For those travellers looking for greater insight into conservation efforts in the region and even the chance to actively participate in research, there are special conservation-themed cruises out there. There are opportunities to help world-renowned biologists do pink river dolphin research deploying acoustic seapods to collect and record the sounds of dolphins and record water temperatures where dolphins are spotted, and several cruises with special guest speakers on board highlighting the deeper problems that face endangered species, such as the Amazonian manatee. 

You can get this kind of education as a traveller with an open heart and mind, and lots of time on your hands, like Krista in Indonesia with her slow travel, or if you are a journalist like me and get to interview Alexandra Cousteau. But if your time is limited, and you aren’t a member of the press, a cruise along the upper Amazon in Peru might be the best way to go. Chartering a whole boat for you and your extended family or a group of friends could offer a new idea for a destination wedding or memorable family reunion – hard to come by these days. 

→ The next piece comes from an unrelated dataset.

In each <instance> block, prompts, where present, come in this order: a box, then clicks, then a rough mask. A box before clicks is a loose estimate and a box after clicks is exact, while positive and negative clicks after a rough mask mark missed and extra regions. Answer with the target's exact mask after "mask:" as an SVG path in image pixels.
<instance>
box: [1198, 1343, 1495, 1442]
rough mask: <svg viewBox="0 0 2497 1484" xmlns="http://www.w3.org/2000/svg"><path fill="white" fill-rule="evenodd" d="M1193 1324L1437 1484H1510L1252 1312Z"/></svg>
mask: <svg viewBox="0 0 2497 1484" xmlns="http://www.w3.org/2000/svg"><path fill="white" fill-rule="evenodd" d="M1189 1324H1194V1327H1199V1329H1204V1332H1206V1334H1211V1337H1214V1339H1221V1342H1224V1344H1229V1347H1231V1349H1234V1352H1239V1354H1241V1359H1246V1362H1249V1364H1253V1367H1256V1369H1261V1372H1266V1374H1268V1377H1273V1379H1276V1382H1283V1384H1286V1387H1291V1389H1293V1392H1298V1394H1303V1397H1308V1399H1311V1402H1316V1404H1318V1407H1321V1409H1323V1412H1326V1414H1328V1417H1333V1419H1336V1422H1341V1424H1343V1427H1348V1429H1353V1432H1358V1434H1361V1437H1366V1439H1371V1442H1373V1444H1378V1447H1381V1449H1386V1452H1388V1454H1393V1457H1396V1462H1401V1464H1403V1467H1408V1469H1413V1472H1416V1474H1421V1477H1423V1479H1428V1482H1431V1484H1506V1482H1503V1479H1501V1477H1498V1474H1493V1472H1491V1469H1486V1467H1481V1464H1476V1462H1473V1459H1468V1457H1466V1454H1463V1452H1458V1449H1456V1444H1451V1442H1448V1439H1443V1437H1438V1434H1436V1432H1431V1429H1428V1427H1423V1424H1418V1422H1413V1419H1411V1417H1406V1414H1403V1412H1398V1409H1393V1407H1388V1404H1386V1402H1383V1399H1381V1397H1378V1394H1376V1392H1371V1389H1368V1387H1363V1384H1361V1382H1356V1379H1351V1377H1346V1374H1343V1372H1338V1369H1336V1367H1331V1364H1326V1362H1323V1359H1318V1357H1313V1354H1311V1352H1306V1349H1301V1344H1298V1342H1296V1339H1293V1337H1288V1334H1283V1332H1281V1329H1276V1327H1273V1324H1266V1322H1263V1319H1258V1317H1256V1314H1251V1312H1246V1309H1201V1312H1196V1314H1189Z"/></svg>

No better setting to be with those you love and whose values you share: “Such unique conservation cruises allow guests to directly participate in conservation action and research while on vacation, and hopefully raise awareness to others when they get home of the importance of preserving the Amazon and its species,” Jeremy Clubb, the owner of Rainforest Cruises tells Green Prophet.

“As you travel deep into some of the Amazon’s largest protected reserves, you’ll get the chance to experience different ecosystems and wildlife as you slowly drift on its tranquil tributaries and idyllic lakes, sleeping in different locations each night, under a different spectacular sunset,” Clubb adds. 

Founded in 2011, Rainforest Cruises are experts in expedition coastal and river cruises in South America and Southeast Asia, pioneering experiential travel on the world’s most iconic waterways, from the Amazon to the Mekong, aboard their curated collection of unique cruise vessels. The company is Conservation Circle Partners of the Rainforest Trust and members of Sustainable Travel International and the International Ecotourism Society, and are advocates for responsible cruising, sustainable tourism and rainforest conservation. 

Eight years ago I had a wonderful eco experience in Thailand aboard a river cruise for a few days. One day I hope to make it the Amazon.